Set up a Server
This page described how to install CentOS and setup/troubleshooting puppet
Getting a Bootable USB stick
You can borrow one from the Sysadmin or DIY one (4.4GB+ storage) with instruction here
- Download the ISO
Rocky Linux Minimal : https://rockylinux.org/download/
Change Boot Order
1. Insert the USB stick and connect the monitor to the machine
2. Reboot the machine
3. Get to Boot Menu, there are a few ways:
a. Bring up the BIOS Menu by pressing Del button while the machine is booting. If that doesn't work, try F2 or F10
- In Boot, change the boot oder so that the USB get booted first
- Save changes and reboot
b. Press F11 and pick the USB drive
Install CentOS 7/Rocky Linux 8
Adopted from this guide -> https://phoenixnap.com/kb/how-to-install-centos-7
Select Test this media and install <OS>
Step 1 : Choose Keyboard and Language
Step 2 : Network Configuration
Select NETWORK & HOSTNAME
1. Switch on the Ethernet
2. Change Host name at the bottom
3. Select Configure
Select IPv4 Settings DNS Servers: [alpha private ip address] Search domains: cluster.ucsf.bkslab.org, ucsf.bkslab.org, bkslab.org, compbio.ucsf.edu, ucsf.edu Check "Require IPv4 addressing for this connection to complete". Save.
Step 3: Set Date and Time
Turn on Network Time and Select the local timezone.
Step 4: Partitioning
Select INSTALLATION DESTINATION.
Option 1: Automatic Partitioning
Under the Other Storage Options heading, select the Automatically configure partitioning checkbox. This ensures the selected destination storage disk will automatically partition with the /(root), /home and swap partitions. It will automatically create an LVM logical volume in the XFS file system.

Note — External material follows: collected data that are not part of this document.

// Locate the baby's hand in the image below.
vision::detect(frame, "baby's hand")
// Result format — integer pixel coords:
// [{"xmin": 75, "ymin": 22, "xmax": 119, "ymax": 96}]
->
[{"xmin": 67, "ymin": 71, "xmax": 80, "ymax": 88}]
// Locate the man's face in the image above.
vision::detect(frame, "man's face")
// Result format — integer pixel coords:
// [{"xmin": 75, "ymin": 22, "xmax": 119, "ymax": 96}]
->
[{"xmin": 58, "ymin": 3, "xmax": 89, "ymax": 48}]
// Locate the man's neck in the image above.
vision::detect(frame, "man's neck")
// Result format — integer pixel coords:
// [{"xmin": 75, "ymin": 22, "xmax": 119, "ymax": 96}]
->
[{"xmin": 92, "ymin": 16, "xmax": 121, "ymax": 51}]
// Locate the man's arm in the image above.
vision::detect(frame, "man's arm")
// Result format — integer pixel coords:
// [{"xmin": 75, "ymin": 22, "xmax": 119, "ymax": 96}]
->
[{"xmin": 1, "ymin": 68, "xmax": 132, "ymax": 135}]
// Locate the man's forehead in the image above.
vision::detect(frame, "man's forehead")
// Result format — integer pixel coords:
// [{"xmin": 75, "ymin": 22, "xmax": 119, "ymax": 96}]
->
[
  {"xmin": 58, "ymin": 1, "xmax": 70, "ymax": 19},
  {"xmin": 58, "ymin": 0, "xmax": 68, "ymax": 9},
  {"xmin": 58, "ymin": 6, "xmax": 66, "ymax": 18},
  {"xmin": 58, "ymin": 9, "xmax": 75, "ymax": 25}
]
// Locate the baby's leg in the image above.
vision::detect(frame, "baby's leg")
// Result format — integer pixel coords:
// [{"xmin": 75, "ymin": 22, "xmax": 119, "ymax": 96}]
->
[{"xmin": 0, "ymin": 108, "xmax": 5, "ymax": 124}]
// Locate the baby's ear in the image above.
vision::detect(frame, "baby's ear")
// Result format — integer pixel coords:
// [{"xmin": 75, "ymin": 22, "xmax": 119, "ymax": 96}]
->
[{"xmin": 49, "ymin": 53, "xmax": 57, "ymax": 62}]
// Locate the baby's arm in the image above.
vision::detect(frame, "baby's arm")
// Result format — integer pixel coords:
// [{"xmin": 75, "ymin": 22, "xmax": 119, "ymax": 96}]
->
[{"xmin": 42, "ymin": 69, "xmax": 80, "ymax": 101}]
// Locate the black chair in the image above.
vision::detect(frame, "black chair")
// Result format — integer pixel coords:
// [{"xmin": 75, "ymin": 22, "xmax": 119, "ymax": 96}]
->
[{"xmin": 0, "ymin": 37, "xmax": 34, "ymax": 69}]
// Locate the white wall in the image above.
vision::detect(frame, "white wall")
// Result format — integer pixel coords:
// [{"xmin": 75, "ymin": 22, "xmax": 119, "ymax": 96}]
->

If you do not have enough free space, you can reclaim disk space and instruct the system to delete files.
When finished, click the Done button.
Option 2: Manual Partitioning
Select the I will configure partitioning checkbox and choose Done.
If you want to use other file systems (such as ext4 and vfat) and a non-LVM partitioning scheme, such as btrfs. This will initiate a configuration pop-up where you can set up your partitioning manually.
Step 5: Software Selection
Select Compute Node on the left menu, then select Add-Ons on the right menu.
Step 6: Enable KDUMP
Double-check if KDUMP is enabled.
Step 7: Start installation Process
Hit Begin Installation
Step 8: Setup Root Password & User
During Installation, will see 2 items on top
Root Password
The usual one
User Creation
Create a local administrator account
User name : survival Check "Make this user administrator" Check "Require a password for this account" Password : [Hint it starts with G and has t somewhere in the middle]
'REBOOT when Installation is completed
Install Puppet and Create Puppet Certificate
Packages Installation
Login as root user
- Install EPEL release. EPEL is a repository for enterprise releases. Learn more
yum install epel-release -y This will install access to public repo on Epel. GPG key is provided to provide transaction is valid
- Update centos packages
yum update -y
- Install Puppet
yum install puppet -y
- Install sssd
yum install sssd -y
- Install perl libraries
yum install perl-DBD-Pg -y
- Install nss-pam-ldapd
yum install nss-pam-ldapd -y
yum install oddjob-mkhomedir -y systemctl start oddjobd systemctl enable oddjobd
Edit Puppet configuration on foreman.uscf.bkslab.org
- Search for host with it is existed.
- Edit Puppet setting
- If the machine is brand new, click on 'New Host', choose 'Testing' as Host Group and replicate the other existing desktop settings.
- In Parameters, click "Override" in "variant" and assign "cluster" as variable at the bottom.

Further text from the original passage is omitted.